Agora a defesa, com as seguintes prerrogativas:
- Jonathan Ericsson só parece um jogador de NHL quando joga ao lado de Niklas Lidstrom
- a atual segunda linha (Kronwall-Stuart) é irresponsável quanto ao posicionamento
- considerando Andreas Lilja de volta
- considerando que brett Lebda sai do time
Usaria os seguintes pares
Lidstrom-Ericsson
Rafalski-Kronwall
Stuart-Lilja
Meech voltaria ao seu lugar costumeiro fora do gelo, podendo entrar no lugar de Ericsson ou Lilja. Por motivos óbvios, em momentos decisivos deixaria Ericsson e Lilja esquantando o banco (e Stuart também).
No gol eu realmente não sei o que fazer. Jim Howard vem sendo menos brilhante nas últimas partidas, o que pode significar cansaço ou volta à realidade. Chris Osgood é um goleiro de nome em momentos importantes, mas não podemos nos dar ao luxo de perder jogos para que ele volte a entrar no ritmo.
Howard deve continuar a começar a maioria das partidas, mas numa proporção menor. Dos 21 jogos pós-Olimpíadas, acho que vamos ver uma divisão em torno de 13-8 a favor do calouro.
"Pior post do blog" e as chances reaisO post pessimista do Humberto gerou algumas reações explosivas. Um leitor chegou a chamar de "pior post do blog". Outro pediu novamente pela cabeça de Brian Rafalski.
Mas minha gente, foi um post normal. Normal quando o time sofre a 183ª virada na temporada, e dessa vez com três gols de vantagem. Pode ter sido um efeito retardado, afinal fio enviado um dia depois do jogo, mas não é o "pior post do blog". Lembrem-se, nos comentários eu já pedi que demitissem Mike Babcock. Esse sim foi o "pior comentário".
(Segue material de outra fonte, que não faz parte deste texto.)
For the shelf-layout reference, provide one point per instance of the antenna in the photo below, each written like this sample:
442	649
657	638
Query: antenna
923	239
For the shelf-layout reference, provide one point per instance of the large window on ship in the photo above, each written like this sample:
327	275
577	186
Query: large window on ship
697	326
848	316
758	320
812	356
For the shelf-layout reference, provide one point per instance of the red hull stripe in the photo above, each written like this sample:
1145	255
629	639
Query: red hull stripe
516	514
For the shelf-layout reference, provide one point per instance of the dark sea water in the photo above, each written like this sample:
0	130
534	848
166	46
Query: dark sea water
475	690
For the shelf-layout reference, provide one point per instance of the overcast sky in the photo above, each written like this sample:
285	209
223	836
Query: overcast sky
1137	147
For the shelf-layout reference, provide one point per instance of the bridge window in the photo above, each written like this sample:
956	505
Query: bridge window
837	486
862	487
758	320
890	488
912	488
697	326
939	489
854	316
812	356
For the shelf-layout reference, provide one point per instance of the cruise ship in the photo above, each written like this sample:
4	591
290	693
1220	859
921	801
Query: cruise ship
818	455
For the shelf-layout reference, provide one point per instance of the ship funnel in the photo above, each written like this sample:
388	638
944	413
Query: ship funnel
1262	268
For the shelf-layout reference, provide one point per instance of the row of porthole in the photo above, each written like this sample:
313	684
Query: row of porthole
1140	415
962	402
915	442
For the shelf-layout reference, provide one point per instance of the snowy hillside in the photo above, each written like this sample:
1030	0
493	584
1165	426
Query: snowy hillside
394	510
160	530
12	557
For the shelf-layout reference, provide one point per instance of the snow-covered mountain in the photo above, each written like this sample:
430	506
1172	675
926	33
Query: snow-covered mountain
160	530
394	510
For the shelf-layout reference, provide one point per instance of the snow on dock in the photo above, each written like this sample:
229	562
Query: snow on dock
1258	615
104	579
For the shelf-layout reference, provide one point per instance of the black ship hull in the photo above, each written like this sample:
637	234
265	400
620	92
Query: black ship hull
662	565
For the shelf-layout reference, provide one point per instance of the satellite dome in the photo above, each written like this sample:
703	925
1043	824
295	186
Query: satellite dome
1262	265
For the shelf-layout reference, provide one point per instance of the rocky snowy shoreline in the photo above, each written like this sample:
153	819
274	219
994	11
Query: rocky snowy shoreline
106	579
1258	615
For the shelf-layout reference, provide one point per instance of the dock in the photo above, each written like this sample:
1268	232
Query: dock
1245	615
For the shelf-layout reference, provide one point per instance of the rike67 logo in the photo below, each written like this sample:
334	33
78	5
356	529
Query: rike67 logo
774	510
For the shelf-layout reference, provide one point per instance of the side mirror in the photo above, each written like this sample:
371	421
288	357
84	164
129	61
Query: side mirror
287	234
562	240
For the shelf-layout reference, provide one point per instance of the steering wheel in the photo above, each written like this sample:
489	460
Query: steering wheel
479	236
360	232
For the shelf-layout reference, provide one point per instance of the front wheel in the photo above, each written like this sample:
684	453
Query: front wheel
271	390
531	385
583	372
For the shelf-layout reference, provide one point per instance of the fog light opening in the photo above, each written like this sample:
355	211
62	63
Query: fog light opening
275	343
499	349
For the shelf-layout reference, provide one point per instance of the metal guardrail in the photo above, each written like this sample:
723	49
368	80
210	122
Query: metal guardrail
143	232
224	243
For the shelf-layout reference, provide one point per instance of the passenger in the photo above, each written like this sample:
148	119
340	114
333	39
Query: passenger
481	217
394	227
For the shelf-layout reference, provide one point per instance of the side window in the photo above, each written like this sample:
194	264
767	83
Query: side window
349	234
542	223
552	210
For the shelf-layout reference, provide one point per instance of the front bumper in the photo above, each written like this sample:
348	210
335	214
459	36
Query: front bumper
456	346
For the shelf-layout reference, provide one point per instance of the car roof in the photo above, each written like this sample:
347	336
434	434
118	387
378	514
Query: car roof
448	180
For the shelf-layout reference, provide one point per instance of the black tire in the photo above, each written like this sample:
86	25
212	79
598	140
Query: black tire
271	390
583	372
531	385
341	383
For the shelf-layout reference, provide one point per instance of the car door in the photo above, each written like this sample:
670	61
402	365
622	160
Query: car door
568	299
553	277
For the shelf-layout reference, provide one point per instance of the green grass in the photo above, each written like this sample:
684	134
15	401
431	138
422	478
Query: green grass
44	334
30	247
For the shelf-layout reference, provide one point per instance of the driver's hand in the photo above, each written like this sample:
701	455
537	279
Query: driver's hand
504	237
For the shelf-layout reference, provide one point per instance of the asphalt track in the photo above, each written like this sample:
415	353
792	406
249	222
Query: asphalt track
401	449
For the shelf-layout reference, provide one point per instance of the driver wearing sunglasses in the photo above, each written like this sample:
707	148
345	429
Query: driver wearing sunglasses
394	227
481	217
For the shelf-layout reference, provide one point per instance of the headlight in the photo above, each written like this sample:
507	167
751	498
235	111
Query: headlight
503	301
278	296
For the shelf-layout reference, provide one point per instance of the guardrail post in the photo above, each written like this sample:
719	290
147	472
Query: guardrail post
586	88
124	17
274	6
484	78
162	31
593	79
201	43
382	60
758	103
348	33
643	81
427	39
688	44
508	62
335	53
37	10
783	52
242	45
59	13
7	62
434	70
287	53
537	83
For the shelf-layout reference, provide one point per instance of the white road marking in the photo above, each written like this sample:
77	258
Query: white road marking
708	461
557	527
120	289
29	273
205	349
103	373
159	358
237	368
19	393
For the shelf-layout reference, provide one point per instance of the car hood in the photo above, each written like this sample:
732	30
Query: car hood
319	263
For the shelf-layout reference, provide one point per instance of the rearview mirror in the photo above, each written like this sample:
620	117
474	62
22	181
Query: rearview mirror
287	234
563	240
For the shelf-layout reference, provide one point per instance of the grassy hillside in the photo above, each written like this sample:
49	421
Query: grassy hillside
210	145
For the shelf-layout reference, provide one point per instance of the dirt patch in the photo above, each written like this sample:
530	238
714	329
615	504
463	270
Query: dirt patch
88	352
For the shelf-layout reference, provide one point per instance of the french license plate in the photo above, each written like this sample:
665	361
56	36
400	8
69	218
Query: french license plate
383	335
Tenho certeza (ou não) que agora o Humberto está mais calmo, assim como eu não quero ver o Babcock em outro time dando uma surra na gente na pós-temporada.
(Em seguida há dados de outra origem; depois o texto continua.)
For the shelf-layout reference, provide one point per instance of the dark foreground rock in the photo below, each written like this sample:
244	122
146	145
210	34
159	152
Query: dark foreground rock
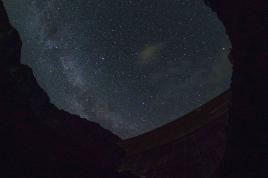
39	140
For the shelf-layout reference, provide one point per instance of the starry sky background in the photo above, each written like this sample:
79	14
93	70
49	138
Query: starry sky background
130	65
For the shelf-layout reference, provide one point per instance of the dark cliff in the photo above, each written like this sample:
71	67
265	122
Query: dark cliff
180	149
246	23
37	139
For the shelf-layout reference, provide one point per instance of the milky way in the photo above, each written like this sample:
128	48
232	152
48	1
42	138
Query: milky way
130	65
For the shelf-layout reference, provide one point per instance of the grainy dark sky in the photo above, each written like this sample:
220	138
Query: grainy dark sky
130	65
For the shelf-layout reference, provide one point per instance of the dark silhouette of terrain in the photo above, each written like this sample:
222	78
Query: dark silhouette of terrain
196	153
39	140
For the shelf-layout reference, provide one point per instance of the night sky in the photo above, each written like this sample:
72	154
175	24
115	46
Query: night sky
130	65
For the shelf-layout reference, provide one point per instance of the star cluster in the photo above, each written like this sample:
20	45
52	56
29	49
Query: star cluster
130	65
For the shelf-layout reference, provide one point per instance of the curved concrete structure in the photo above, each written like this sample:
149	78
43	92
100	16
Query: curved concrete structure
190	147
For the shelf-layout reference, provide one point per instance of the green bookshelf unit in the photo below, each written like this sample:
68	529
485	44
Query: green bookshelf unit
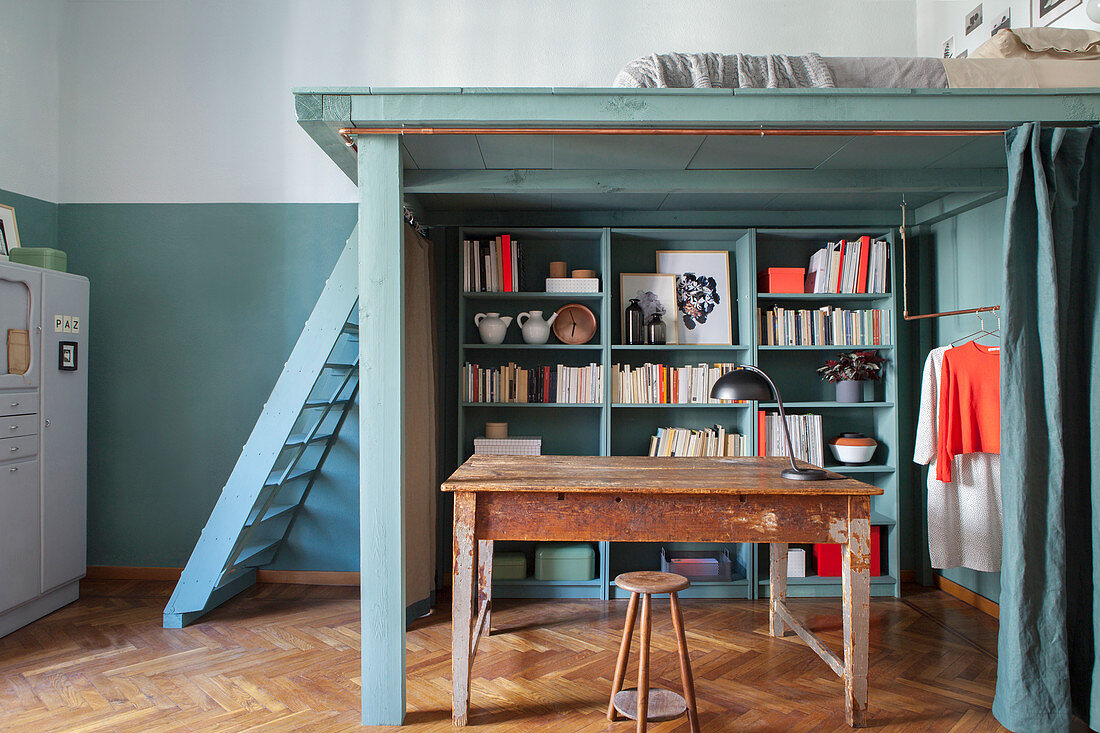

Costumo chamar Mike Babcock de Tio Mike. Recentemente já disse que nesta temporada ele estava mais para aquele tio bêbado (que todo mundo tem) que envergonha a esposa e os filhos na festa de Natal, enquanto a gente dá risada escondido para a vó não brigar. Podemos ter um pouco de raiva, ou vergonha, ou sei-lá-o-que do tio naquela hora, mas quando a festa acaba, dizemos "adoro aquele cara".
Esse é o tio Mike. A gente ama e odeia Babcock, e tem medo de que tenha ele falado a verdade quando disse que se aposenta junto com Lidstrom. Mike Babcock é quase gênio e, com um time saudável e talentoso a seu dispor, não tem como ficar de fora dos playoffs, nem que seja por erros dos adversários e cheguemos à pós-temporada tropeçando embriagados, cada um apoiado no ombro outro, todos apoiados em Tio Mike.
E vocês, qual a sua opinião (sobre o time, os playoffs, tio Mike e posts imensos e cansativos como este)?